I know of investigators experienced in this art of diversion,
which is a return to the ethical, of pleasure and of invention
within the scientific institution. Realizing no profit, (profit
is produced by work done for the factory), and often at a
loss,
they take something from the order of knowledge in
order to
inscribe "artistic achivements" on it and to carve
on
it the graffiti of the debts of honor."
beka (a 17 year old hacker, probably somewhere in Russia)
We are those, the
Different. Technological rats, swimming in the ocean of information.
We are the retiring, little kid at school, sitting at the last desk, in the corner of the class room.
...
We are those that see reality in a different way. Our point of view shows more than ordinary people can see. They see only what is outside, but we see what is inside. That's what we are - realists with the glasses of dreamers.
...
Some people
do not care much about what happens globally. They care about what
happens around them, in their micro-universe. These people can only
see a dark future, for they can only see the life they live now.
Others show some concern about the global affairs. They are
interested in everything, in the future in perspective, in what is
going to happen globally. They have a more optimistic view. To them
the future is cleaner and more beautiful, for they can see into it
and they see a more mature man, a wiser world.
We are in the
middle. We are interested in what happens now, but what in what's
gonna happen tomorow as well.
...
Information is
POWER!
We all live in a
sick world, where hatred is a weapon, and freedom - a dream.
...
We
go ahead, they pull us back again. Society suppressses us. Yes, it
suppresses the freedom of thought. With its cruel education programs
in schools and universities. They drill in the children their view of
things and every attempt to express a different opinion is denied and
punished.
...
In what a worlds, how different from this, could
we live now, if people were making jumps and not creeps.
...
We
live on the right spot, but not in the right time. ... Some, trying
to find their own world, the world of a Hackers, and finding it,
build their own world. Build in their thoughts, it changes reality.
Others simply get accustomed to the world as it is. They continue to
live in it, although they dislike it. ... They have no other choice
but the bare hope that the world will go out of its hollow and will
go ahead. ...What we are trying to do is change the situation. We are
trying to adjust the present world to our needs and views. To use
maximally what is fit and to ignore the trash. Where we can't, we
just live in this world, like Hackers, no matter how hard, when
society fights us we fight back.
The Hacker Ethic
In the basement of Diane's grandfathers house, there are many old tools. I would call them antiques, but that might convey the sense that they are not used. Nothing would be further from the truth. Erwin has a tool for just about any manual task you can imagine, and knows their uses intimately.

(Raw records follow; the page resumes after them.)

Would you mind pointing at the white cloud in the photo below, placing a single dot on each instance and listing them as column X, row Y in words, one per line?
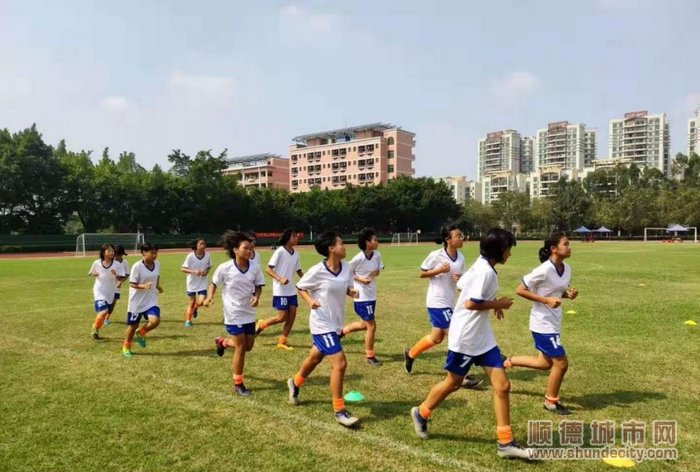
column 306, row 21
column 516, row 85
column 215, row 86
column 115, row 103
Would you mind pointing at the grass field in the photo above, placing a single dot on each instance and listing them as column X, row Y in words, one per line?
column 71, row 403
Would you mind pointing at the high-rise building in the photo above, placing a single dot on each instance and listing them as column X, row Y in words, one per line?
column 643, row 138
column 499, row 158
column 260, row 170
column 462, row 188
column 360, row 155
column 562, row 149
column 694, row 134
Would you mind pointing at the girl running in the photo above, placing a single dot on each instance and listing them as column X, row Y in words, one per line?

One tool in particular has always fascinated me. It is an electric drill press from the 1930's. It is the typical safety horror you would expect from such a specimen. Exposed gear train spinning at several hundred RPM, etc. But with some caution, this sturdy power tool works wonderfully. In fact, it works quite a bit better than the original manufacturer could have hoped. For some time after world war II, Erwin's brother outfitted this drill press with the transmission from a Model T ford. [Erwin enforms me, upon reading this, that the transmission is from an original Ford V8, not a Model T. Should have checked.] Now one can choose from 3 forward speeds and one reverse, all with the convenient flick of a rather large lever.
This modification is a perfect example of a hack.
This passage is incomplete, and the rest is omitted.